Imagine if every time you bought something that came in a cardboard box, you could rip up that box, plant it, water it, and a garden would grow…
The Life Box can be made to virtually any dimension and used by consumers and companies alike to package or ship goods. What sets the Life Box apart, however, is that within its corrugations are hundreds of tree seeds and thousands of spores of beneficial mycorrhizal fungi. How it works: Once a consumer removes whatever was shipped inside their box, they can tear it up, plant the pieces and water them. In about two months, tree seedlings will emerge, nurtured by the mycorrhizal fungi. In about two years, the young trees can be planted in the ground where they’ll ultimately reside. (via)

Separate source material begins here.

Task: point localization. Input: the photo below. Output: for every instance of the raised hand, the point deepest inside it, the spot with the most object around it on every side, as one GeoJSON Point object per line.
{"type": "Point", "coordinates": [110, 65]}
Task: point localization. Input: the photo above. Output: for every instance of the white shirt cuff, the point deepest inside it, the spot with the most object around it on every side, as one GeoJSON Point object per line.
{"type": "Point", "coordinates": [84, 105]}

How very cool! And the fun doesn’t end there, either. Anyone who’s planted a Life Box can visit the Life Box site, and plug in their GPS coordinates, making it possible to see the emerging trees and track carbon credits or offsets for years to come.

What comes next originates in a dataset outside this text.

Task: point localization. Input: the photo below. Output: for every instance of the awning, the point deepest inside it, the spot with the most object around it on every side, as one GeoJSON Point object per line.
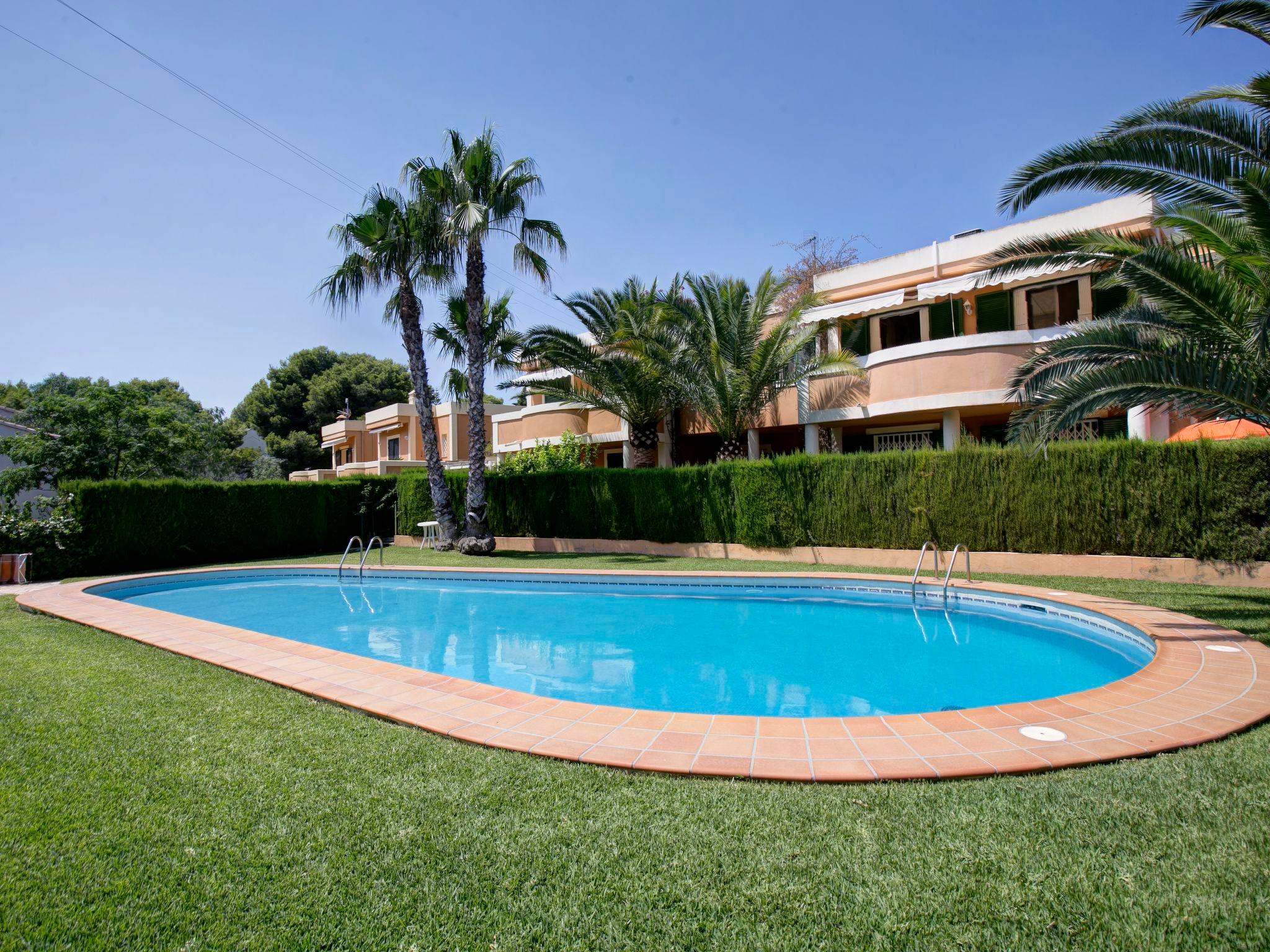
{"type": "Point", "coordinates": [974, 281]}
{"type": "Point", "coordinates": [554, 374]}
{"type": "Point", "coordinates": [860, 305]}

And, of course, there’s the carbon offset factor: The Life Box company… “estimates that one tree from the hundreds of seeds in each box will survive for 30 years, allowing one ton of carbon to be sequestered.” Schweet.
Life Boxes are only available in the US at present, and the seeds used are for trees suited to that climate, but the concept is fantastic, and they are looking to expand internationally as well, so hopefully one day we might just receive our own gardens-in-a-box and get to planting!